Does anyone else feel like their skin hygiene routine means nothing when their diet is a mess?

I used to be really consistent with my hygiene routine. Washed my face properly morning and night, changed pillowcases regularly, never slept with anything on my face, kept my hands away from my skin throughout the day. All the things you are supposed to do. And my skin was still breaking out constantly in the same spots on a pretty predictable cycle regardless of how careful I was externally.

It took me an embarrassingly long time to connect it to what I was eating. I think because hygiene and diet feel like completely separate categories in your head. One is about what touches your skin from the outside and the other is just food. The idea that a packet of something I had been eating casually for years was undermining everything I was doing externally just never crossed my mind seriously until I started paying proper attention.

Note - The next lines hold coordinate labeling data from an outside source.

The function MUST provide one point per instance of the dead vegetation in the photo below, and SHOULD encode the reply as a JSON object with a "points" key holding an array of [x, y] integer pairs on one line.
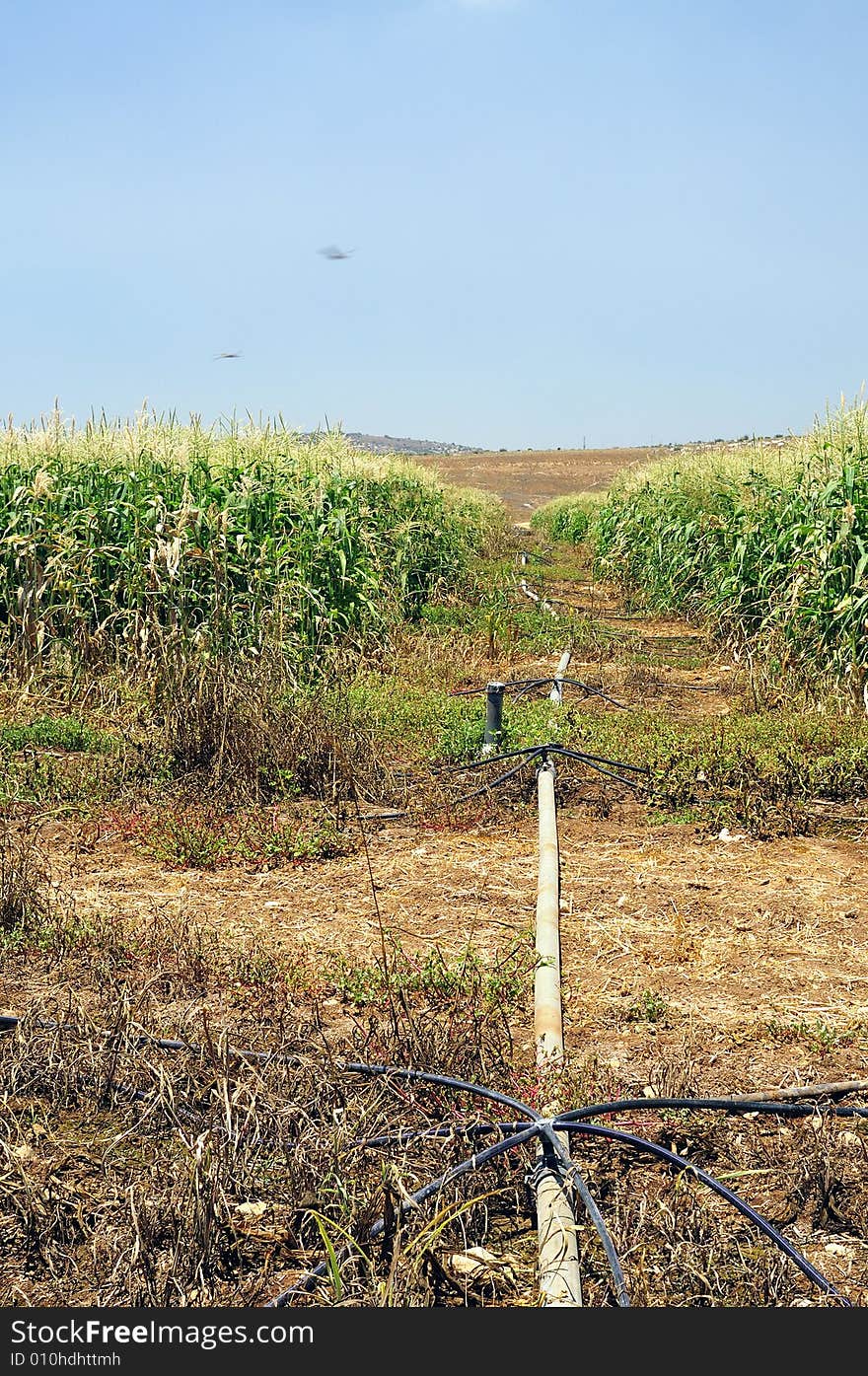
{"points": [[696, 962]]}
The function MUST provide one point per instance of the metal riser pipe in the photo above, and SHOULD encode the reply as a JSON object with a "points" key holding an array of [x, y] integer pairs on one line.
{"points": [[557, 688], [560, 1281]]}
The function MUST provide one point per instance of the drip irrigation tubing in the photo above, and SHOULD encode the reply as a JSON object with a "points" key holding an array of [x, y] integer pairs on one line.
{"points": [[640, 1143], [536, 1124]]}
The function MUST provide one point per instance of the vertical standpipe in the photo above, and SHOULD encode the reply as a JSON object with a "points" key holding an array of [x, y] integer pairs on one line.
{"points": [[557, 687], [560, 1281], [494, 717]]}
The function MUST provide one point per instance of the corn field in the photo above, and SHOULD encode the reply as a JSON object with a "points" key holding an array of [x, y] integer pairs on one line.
{"points": [[121, 540], [766, 543]]}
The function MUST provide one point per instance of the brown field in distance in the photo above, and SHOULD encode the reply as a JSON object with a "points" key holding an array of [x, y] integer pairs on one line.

What actually made me look at it was noticing that my skin was consistently worse after certain weeks without any obvious external reason. Same routine, same products, same everything. The only variable was what I had been eating. Once I started tracking that properly the pattern was pretty hard to ignore.

I went through my regular groceries properly for the first time and actually read what was in them. Used a couple of tools to help make sense of the ingredient lists because doing it manually is genuinely confusing without some context. What I found in things I had eaten without question for years was surprising enough that I started making gradual swaps.

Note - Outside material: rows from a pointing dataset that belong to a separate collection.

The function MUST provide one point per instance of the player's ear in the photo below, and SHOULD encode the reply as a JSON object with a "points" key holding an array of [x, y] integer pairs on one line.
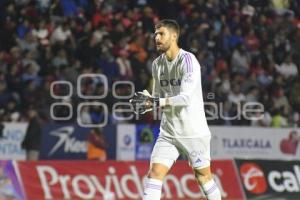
{"points": [[174, 36]]}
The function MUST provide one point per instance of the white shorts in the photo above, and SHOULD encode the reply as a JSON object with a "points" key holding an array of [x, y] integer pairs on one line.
{"points": [[166, 151]]}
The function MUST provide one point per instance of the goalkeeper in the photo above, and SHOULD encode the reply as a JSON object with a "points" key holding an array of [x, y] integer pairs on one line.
{"points": [[177, 89]]}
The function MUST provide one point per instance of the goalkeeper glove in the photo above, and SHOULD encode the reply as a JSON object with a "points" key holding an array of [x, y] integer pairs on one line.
{"points": [[143, 102]]}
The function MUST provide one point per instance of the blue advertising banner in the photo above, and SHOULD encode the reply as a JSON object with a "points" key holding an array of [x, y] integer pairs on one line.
{"points": [[9, 185], [69, 141], [64, 141]]}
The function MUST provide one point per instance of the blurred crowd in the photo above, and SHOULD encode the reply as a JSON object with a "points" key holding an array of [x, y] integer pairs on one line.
{"points": [[249, 52]]}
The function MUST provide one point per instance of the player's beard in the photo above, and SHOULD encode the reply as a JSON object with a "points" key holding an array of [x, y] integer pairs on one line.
{"points": [[164, 47]]}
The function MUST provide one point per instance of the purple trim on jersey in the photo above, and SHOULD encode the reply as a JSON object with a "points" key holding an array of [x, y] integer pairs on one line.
{"points": [[188, 62]]}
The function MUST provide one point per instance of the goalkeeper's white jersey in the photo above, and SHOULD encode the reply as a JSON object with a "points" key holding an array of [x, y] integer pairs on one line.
{"points": [[180, 80]]}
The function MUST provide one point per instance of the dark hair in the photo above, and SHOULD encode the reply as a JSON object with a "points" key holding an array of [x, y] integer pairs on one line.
{"points": [[168, 23]]}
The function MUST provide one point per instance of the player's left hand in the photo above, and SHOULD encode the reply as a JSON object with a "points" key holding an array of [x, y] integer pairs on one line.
{"points": [[143, 102]]}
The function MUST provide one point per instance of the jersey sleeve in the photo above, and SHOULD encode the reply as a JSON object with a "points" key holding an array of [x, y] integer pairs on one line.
{"points": [[190, 80], [155, 86]]}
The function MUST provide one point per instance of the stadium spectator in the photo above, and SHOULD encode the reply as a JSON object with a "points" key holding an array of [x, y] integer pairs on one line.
{"points": [[32, 140]]}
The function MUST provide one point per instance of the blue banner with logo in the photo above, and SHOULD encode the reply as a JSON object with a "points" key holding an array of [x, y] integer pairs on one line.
{"points": [[64, 141], [9, 185], [69, 141]]}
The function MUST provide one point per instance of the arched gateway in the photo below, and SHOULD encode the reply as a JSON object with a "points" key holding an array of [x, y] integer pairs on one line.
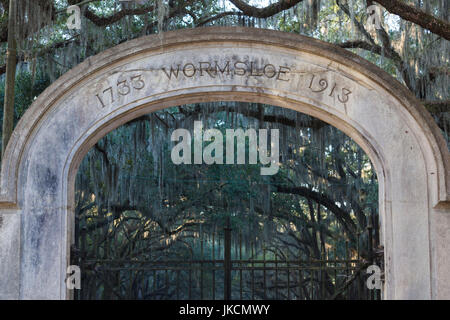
{"points": [[220, 64]]}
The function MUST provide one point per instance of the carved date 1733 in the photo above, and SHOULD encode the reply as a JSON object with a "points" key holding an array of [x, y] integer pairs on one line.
{"points": [[126, 85]]}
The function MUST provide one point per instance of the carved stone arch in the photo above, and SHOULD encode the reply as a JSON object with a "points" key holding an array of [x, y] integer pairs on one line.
{"points": [[216, 64]]}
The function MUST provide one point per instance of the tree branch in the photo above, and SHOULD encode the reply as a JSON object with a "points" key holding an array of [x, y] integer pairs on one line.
{"points": [[265, 12], [417, 16]]}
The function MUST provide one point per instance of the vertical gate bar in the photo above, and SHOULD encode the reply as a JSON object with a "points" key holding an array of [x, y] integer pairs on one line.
{"points": [[322, 273], [227, 261], [253, 270], [288, 275], [335, 264], [240, 265], [276, 277], [264, 270], [178, 284], [214, 265], [154, 280], [300, 276], [360, 290], [190, 279], [347, 263], [167, 283], [82, 260], [201, 265], [370, 249]]}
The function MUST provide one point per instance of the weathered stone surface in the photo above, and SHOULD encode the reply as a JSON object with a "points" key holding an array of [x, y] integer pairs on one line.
{"points": [[219, 64]]}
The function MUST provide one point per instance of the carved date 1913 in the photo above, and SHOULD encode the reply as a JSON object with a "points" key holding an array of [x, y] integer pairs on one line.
{"points": [[322, 85]]}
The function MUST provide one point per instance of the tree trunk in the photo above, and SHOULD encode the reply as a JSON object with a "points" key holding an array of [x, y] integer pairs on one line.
{"points": [[8, 107]]}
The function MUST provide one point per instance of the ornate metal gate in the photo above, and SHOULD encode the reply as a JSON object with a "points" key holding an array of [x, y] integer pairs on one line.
{"points": [[227, 271]]}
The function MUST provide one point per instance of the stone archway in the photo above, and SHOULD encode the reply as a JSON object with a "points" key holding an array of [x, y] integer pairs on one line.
{"points": [[219, 64]]}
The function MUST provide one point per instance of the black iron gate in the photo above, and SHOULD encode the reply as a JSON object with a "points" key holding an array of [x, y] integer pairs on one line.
{"points": [[224, 273]]}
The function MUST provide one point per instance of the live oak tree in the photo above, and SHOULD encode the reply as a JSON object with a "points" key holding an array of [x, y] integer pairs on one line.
{"points": [[134, 202]]}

The combination of keeping my external routine consistent while also cleaning up what I was eating internally made more difference than either one had done separately. My skin has been consistently calm for about five months now which is the longest stretch in probably three years.

I guess my point is that hygiene from the outside only goes so far if what is happening on the inside is working against it. Has anyone else here found that diet had a bigger impact on their skin hygiene results than they expected?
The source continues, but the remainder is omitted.